1. Ascent type - winter.

2. Region - Tien Shan , Kirghiz ridge.

3. Peak - Free Korea 4740m., along the left part of the Northern wall.

4. Supposed - 6 А grade, first ascent. ( ФАиС of Russia sentenced the route to5 Б grade. The route is situated between two routes, which have not yet been repeated: Shvab а 82. (5 Б ) and Студенина (Studenina) 66. (6 А )). The route achieved II place in Russian Winter Championship 2000.

5. Route deion:
Height: till the ridge-530m. till the summit – 650m.
length: till the ridge – 680m. till the summit - nearly1000 m
length of 6 grade sections - 300 m., 5 grade – 380m.
Average slope till the ridge - 65° slope of main wall part - 77°

6. Gear used on the route:

Nuts 68/25
Pins 17/9
Bolts 12/2
Ice crews 67


The team left to right:
Standing: Vladimir Alexandrov,
Yuri Stepanov, Andrew Zakrepa,
Sitting: Sergey Cherezov,
Valery Balezin, Alexander Terentyev.
7. Working hours - 49, Days - 6.

8. Nights - 3, +1 on descent. All the nights on ascent were in platform.

9. Team membership:
Balezin Valery МСМК - leader
Alexander ов Vladimir Master of Sports
Zakrepa Andrew Master of Sports
Stepanov Yuri candidate to Master of Sports
Terentyev Alexander candidate to Master of Sports
Cherezov Sergey candidate to Master of Sports

10. Team trainers:
Zaharov Nicolay МСМК
Balezin Valery МСМК

11. Dates:
Start of the route – February 21, 2000.
Summit -- February 26, 2000.
Return - February 27, 2000.

12. Organization: Krasnoyarsk Committee in physical training and sports

Tactical team movements


Path. Aksai Gorge.
We planned the route as a winter first ascent in 1995. It goes along the left art of the wall between two unrepeated routes Shvab а 82 and Студенина (Studenina) 66. As all the routes on Korea it consists of three parts: icy bottom (50°), then wall part (about 80°) and heavily snow-covered roof leading to the sharp, snow-covered and strongly destroyed ridge with length about 350m.

This route is accessible only in winter, in summer it is real stonefalling danger!

February 21 we ascended to koron night places, made boot track for the route and in the evening party of two Terentyev - Alexandrov worked out bergshrund in three hours and three ice pitches.

February 22 – route continuation.
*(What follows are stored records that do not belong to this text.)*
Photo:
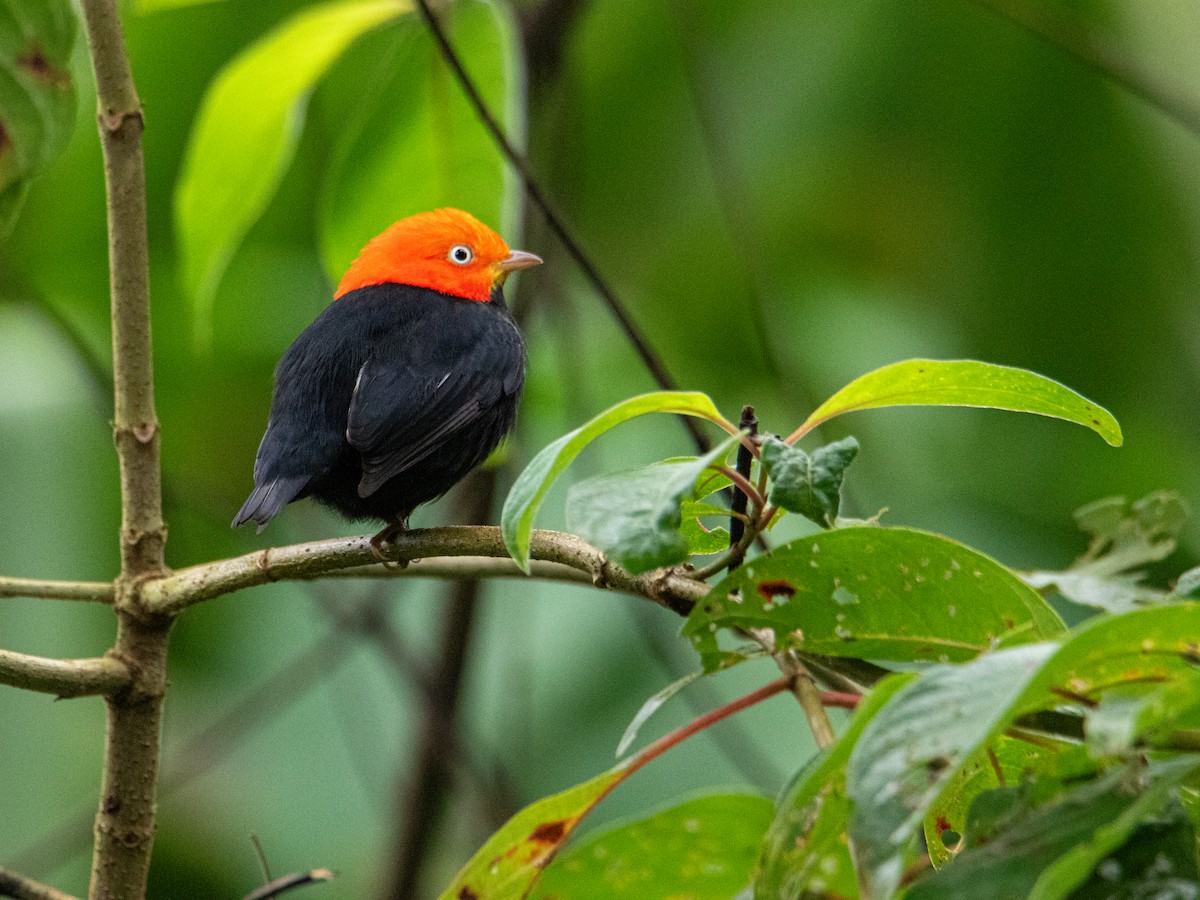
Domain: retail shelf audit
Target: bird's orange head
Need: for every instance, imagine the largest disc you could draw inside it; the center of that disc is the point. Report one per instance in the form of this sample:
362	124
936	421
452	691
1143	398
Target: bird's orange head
447	250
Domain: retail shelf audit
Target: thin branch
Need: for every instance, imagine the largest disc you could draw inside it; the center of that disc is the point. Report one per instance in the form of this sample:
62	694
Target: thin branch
22	888
291	882
649	357
465	568
125	820
1101	54
64	677
423	799
175	592
96	592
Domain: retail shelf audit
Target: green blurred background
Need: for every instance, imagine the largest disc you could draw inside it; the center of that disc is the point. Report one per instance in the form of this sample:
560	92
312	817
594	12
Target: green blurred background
787	193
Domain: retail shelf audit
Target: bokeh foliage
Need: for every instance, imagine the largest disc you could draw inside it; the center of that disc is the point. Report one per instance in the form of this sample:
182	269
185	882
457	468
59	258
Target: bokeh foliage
789	195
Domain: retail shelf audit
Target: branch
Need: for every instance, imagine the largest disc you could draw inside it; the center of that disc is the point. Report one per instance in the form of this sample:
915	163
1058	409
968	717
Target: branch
533	189
125	821
97	592
64	677
173	593
22	888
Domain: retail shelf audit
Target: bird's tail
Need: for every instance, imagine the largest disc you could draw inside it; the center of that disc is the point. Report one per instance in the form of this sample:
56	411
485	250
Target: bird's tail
268	499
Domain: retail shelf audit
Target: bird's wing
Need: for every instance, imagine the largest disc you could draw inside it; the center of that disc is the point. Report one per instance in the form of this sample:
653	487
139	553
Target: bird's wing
400	417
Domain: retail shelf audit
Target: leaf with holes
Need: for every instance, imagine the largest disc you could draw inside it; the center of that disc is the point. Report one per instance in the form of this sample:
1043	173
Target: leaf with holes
808	484
1049	851
874	593
246	133
635	517
703	849
919	743
529	490
965	383
37	101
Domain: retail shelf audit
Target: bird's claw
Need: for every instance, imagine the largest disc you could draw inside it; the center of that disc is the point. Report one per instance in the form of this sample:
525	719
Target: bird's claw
382	546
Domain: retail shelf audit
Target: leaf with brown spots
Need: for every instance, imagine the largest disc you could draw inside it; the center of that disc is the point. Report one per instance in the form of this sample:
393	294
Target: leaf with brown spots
511	861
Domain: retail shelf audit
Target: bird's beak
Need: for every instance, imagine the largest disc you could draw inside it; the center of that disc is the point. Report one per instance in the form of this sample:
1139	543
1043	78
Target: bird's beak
517	259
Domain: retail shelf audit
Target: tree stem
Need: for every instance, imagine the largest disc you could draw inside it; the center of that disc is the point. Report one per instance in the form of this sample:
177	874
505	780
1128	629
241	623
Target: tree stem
125	821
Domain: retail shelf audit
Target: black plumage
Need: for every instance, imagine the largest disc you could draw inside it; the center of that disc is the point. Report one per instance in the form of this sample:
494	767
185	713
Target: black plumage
385	401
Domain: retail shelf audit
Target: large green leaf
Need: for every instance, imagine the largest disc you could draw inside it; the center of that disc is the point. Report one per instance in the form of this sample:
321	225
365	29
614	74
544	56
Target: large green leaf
875	593
246	133
965	383
919	743
513	858
523	501
636	517
421	145
703	850
1049	851
805	852
37	101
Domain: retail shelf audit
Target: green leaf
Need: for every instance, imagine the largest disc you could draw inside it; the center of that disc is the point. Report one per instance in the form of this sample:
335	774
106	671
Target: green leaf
420	144
1051	850
702	850
947	816
511	861
635	517
1123	537
805	852
874	593
37	101
523	501
651	707
1158	859
809	485
965	383
246	133
919	743
701	539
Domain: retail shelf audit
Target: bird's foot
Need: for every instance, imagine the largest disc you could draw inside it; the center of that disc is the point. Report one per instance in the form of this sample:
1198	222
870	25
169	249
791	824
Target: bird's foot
382	547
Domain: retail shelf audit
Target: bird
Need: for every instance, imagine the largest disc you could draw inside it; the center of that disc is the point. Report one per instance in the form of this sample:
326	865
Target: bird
403	384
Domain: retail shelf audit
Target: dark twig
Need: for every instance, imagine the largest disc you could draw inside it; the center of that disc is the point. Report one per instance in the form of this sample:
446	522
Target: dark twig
739	223
1101	54
533	189
291	882
741	498
424	797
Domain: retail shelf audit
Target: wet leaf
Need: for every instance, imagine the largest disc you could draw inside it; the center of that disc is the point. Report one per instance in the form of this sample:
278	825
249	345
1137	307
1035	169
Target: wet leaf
37	100
874	593
701	850
523	501
636	517
966	383
1057	844
805	852
808	484
918	744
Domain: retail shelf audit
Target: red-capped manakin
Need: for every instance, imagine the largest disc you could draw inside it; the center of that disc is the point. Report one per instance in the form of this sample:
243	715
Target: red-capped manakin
403	384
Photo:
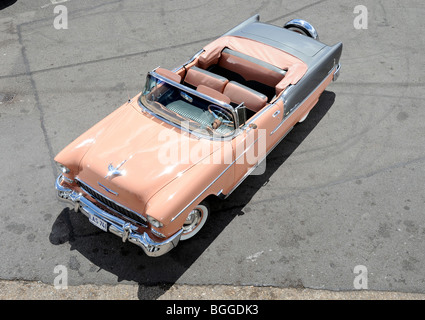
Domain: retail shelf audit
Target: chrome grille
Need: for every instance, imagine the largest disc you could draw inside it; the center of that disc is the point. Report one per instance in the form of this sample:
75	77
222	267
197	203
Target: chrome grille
126	213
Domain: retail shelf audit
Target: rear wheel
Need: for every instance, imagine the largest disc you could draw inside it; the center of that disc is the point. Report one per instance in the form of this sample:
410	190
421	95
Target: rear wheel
303	27
195	220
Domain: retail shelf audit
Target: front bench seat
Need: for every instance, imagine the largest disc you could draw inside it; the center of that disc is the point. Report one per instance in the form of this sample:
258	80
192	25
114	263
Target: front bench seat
238	93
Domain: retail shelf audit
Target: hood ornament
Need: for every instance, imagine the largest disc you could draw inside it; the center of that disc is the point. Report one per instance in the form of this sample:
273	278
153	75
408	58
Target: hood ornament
115	171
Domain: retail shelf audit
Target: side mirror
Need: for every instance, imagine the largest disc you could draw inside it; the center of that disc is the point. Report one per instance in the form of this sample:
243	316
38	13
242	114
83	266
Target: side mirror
241	112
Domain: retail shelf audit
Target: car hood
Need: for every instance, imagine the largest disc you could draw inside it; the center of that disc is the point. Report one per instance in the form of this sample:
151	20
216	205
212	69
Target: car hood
148	154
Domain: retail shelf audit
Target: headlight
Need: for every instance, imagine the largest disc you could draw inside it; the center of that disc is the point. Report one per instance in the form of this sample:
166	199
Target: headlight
62	168
155	222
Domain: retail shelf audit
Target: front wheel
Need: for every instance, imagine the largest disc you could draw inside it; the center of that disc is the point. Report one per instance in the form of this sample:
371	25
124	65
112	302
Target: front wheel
195	220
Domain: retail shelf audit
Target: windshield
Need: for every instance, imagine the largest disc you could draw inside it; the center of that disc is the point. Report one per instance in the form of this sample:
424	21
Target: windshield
186	109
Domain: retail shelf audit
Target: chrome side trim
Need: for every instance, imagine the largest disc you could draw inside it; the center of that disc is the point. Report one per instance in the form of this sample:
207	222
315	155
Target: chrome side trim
199	95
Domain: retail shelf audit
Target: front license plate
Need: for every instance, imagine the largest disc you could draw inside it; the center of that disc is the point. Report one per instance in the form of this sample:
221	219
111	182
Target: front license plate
103	225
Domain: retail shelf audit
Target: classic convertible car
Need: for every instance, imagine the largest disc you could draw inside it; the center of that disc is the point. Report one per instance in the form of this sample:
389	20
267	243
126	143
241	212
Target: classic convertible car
148	171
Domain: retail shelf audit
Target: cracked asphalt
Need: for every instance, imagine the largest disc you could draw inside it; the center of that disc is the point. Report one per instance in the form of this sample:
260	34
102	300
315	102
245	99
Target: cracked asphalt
345	188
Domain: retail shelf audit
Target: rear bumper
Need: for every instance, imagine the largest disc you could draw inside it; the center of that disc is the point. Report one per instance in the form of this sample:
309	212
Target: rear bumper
126	231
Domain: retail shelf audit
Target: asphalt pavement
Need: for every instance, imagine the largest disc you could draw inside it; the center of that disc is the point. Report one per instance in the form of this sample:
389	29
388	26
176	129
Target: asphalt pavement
339	207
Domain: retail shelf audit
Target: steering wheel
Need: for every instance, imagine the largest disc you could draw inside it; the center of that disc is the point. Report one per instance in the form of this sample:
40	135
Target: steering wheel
222	114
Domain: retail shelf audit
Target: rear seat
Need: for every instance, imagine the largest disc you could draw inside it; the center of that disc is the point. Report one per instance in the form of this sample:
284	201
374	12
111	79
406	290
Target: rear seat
238	93
196	76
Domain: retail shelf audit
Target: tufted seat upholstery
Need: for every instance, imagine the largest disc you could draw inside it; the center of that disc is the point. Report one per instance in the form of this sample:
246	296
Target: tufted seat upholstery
196	76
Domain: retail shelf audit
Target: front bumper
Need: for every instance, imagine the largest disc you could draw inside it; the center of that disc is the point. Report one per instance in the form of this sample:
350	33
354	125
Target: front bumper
124	230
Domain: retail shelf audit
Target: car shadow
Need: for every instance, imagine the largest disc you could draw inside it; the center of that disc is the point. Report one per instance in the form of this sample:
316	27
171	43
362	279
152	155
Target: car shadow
156	275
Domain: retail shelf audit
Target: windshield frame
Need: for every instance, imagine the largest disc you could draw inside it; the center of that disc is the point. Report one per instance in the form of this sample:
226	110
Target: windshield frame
199	95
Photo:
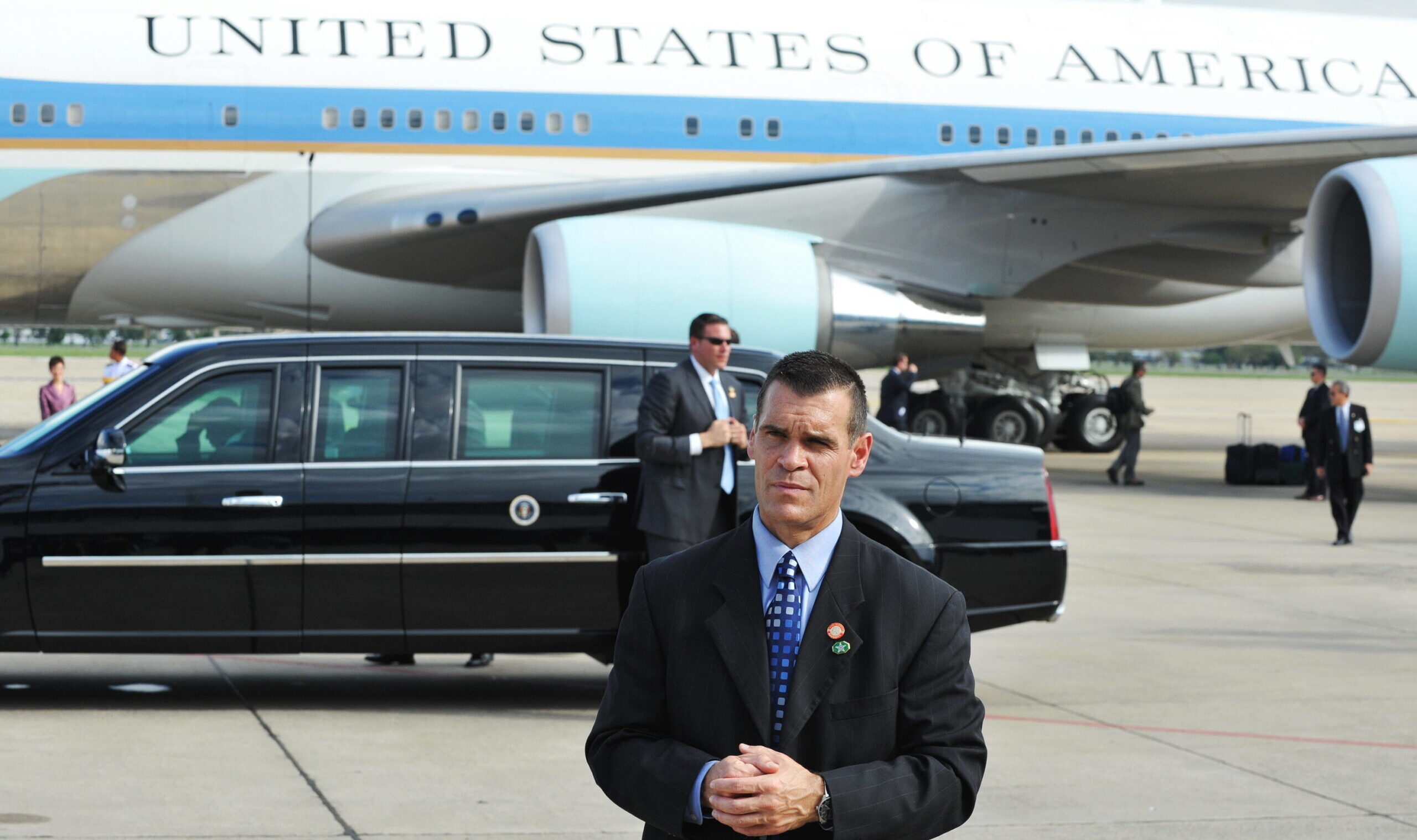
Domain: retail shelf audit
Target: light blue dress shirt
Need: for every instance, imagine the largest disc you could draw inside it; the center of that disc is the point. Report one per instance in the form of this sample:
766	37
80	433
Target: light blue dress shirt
813	557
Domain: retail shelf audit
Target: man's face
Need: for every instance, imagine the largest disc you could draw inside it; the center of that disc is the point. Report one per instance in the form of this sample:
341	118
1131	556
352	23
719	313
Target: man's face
713	357
804	455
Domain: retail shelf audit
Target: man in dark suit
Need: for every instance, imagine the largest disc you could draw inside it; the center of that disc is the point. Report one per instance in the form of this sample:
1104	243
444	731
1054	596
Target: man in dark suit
896	393
794	677
1315	403
1345	454
692	428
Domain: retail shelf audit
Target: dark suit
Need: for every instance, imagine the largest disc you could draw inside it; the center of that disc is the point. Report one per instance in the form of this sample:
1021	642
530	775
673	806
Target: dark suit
1315	403
679	495
893	725
1345	469
894	396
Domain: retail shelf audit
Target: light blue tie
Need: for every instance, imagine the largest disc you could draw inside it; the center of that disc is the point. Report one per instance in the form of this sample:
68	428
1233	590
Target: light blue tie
720	410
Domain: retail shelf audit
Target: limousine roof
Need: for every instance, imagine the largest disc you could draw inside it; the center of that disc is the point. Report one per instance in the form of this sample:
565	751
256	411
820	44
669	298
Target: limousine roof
185	349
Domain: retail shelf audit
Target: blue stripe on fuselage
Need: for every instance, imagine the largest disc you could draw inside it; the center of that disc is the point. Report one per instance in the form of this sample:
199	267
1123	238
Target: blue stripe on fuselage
186	112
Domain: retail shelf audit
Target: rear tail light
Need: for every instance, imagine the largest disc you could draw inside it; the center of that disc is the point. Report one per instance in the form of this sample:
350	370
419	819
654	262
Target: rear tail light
1053	507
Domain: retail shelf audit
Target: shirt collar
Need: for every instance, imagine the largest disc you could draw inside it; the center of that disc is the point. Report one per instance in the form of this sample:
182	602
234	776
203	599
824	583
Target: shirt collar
704	376
813	556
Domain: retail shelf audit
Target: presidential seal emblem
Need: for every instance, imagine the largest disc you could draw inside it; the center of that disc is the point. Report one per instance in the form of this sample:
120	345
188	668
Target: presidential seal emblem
525	510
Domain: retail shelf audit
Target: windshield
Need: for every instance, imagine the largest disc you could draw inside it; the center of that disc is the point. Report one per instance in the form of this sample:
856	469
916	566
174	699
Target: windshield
80	408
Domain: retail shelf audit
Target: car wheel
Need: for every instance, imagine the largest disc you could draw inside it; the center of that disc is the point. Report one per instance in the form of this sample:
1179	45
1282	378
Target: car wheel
1006	420
1090	427
930	421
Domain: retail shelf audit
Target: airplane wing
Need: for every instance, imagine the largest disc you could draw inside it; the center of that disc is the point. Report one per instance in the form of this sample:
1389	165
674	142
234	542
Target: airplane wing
427	233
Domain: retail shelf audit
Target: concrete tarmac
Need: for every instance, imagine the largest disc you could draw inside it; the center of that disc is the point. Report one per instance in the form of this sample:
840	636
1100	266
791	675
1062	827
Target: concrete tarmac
1221	672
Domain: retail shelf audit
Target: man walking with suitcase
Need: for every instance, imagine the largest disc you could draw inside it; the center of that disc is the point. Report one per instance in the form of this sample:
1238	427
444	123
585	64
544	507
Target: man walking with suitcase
1315	403
1130	408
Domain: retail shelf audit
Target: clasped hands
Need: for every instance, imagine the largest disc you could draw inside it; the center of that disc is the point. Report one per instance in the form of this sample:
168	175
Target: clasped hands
723	433
762	792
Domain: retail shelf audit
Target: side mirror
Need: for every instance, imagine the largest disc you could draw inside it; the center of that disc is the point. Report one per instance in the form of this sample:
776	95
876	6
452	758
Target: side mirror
108	454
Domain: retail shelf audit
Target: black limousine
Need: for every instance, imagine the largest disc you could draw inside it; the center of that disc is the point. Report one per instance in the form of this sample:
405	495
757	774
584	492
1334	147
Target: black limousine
421	494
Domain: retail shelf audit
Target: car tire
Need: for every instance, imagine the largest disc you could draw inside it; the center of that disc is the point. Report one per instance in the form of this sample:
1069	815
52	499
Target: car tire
930	421
1090	427
1006	420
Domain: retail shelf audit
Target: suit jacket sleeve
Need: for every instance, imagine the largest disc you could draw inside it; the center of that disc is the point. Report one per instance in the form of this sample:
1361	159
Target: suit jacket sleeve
656	418
634	761
930	788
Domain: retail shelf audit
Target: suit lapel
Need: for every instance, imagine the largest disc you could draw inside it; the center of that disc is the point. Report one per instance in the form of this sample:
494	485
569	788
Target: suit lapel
816	666
737	625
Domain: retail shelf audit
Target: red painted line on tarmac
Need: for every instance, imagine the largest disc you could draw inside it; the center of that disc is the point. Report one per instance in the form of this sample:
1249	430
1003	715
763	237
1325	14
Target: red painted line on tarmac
1215	733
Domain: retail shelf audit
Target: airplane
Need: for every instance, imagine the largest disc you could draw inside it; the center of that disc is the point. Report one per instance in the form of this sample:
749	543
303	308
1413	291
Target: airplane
994	188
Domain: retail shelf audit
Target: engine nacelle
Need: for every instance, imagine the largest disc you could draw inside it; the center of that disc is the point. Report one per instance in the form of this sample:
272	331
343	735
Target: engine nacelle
639	277
1361	262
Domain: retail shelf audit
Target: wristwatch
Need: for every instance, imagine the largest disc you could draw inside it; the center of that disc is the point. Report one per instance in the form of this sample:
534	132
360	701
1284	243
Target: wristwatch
824	811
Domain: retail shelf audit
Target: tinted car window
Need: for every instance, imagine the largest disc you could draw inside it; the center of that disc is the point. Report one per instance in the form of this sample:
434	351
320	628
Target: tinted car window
223	420
359	414
529	414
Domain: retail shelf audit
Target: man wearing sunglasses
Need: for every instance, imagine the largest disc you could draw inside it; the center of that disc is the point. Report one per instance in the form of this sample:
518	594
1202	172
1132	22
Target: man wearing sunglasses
692	433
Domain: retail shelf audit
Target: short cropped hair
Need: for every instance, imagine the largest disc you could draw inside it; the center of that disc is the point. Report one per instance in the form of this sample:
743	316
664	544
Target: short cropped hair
696	328
811	373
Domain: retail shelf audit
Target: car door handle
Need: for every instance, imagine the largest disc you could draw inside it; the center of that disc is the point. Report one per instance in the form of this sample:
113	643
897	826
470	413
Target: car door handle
597	497
252	502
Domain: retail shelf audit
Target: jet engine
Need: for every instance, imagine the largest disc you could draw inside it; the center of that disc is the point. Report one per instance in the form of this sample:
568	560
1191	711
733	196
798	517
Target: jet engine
1361	262
641	277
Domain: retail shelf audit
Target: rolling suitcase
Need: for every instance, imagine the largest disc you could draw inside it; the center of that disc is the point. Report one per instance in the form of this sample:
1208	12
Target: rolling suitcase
1240	457
1267	464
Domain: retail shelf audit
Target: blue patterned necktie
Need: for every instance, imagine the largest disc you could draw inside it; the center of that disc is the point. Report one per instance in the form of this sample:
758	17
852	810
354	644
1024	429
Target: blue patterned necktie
720	411
784	625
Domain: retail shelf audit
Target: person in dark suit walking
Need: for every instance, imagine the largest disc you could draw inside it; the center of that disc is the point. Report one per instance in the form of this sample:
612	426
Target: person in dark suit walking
1315	403
896	393
692	428
794	677
1131	423
1345	451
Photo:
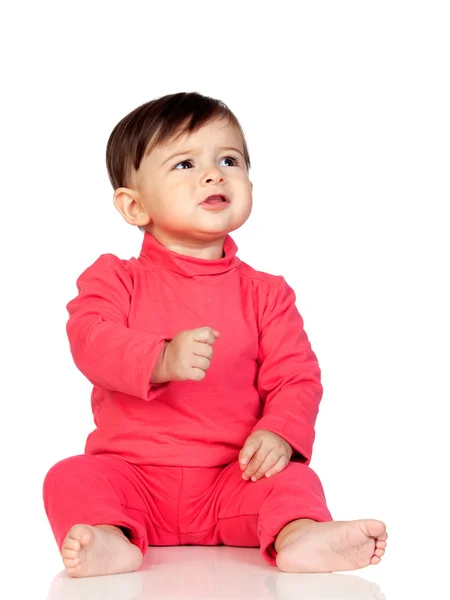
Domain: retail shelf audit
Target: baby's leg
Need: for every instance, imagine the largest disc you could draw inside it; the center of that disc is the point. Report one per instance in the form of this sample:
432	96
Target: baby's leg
84	499
99	550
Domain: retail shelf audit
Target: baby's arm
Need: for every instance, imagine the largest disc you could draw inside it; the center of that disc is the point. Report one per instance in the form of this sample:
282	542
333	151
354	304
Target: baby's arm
104	348
289	374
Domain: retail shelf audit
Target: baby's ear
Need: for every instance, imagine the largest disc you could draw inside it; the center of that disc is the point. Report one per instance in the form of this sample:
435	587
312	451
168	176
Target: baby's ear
128	203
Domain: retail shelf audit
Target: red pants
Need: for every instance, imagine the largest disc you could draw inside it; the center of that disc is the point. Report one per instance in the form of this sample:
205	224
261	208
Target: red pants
171	506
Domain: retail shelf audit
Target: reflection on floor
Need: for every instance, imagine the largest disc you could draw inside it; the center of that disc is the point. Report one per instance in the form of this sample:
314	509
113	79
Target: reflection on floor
212	572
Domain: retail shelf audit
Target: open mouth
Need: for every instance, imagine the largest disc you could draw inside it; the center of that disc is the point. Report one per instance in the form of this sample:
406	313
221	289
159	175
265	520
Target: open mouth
216	199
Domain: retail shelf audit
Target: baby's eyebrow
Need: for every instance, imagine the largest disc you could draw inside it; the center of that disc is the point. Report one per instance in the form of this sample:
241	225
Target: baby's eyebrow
192	151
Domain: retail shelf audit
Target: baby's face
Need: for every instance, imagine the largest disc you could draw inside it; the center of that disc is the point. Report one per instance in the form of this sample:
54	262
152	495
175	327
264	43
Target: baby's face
175	179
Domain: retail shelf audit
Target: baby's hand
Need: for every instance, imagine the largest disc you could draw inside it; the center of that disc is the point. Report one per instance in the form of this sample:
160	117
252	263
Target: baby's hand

Party of two Zakrep – Stepanov worked ahead. Made 4 pitches (till section № 5). Two vertical rocky levels were especially difficult, (sections 1 - 2, and 3 - 4) 20 meters each. The upper part of the section is an abrupt, about 80°, ice-covered gully-chimney.


Stepanov – a platform man
February 23. At 7 AM the team started ascent in a body. Party of two Terentyev – Cherezov worked ahead, they passed 2 pitches that day (till point 7) third rocky level was especially difficult, (section 6 - 7). Remainder participants lifted and installed a platform under the cornice, in the base of third rocky level.

February 24. Party of two Balezin – Alexandrov led. They worked out four pitches of the upper part of the wall and went to the roof, (point 11) The night spent in the same place, in a platform.

February 25. Party of two Stepanov - Balezin led. Against our wishes the roof was very difficult, rocks were ice coverd and covered with snow. That day three and a half pitches were passed, 30 meters before the ridge. Ad interim the rest of the team take off the platform and carried it up, to section № 13, and installed it in 2 pitches below the ridge, under the cornice in the base of the abrupt corner.


Under the face.
February 26. At 9 AM the team started ascent, at 12 30 reached the ridge, at 14 30 were on the summit. Before the ridge party of two Zakrep – Cherezov were leaders. Three separate parties of two went along the ridge. Descended along the western ridge and Lou route 5 А grade.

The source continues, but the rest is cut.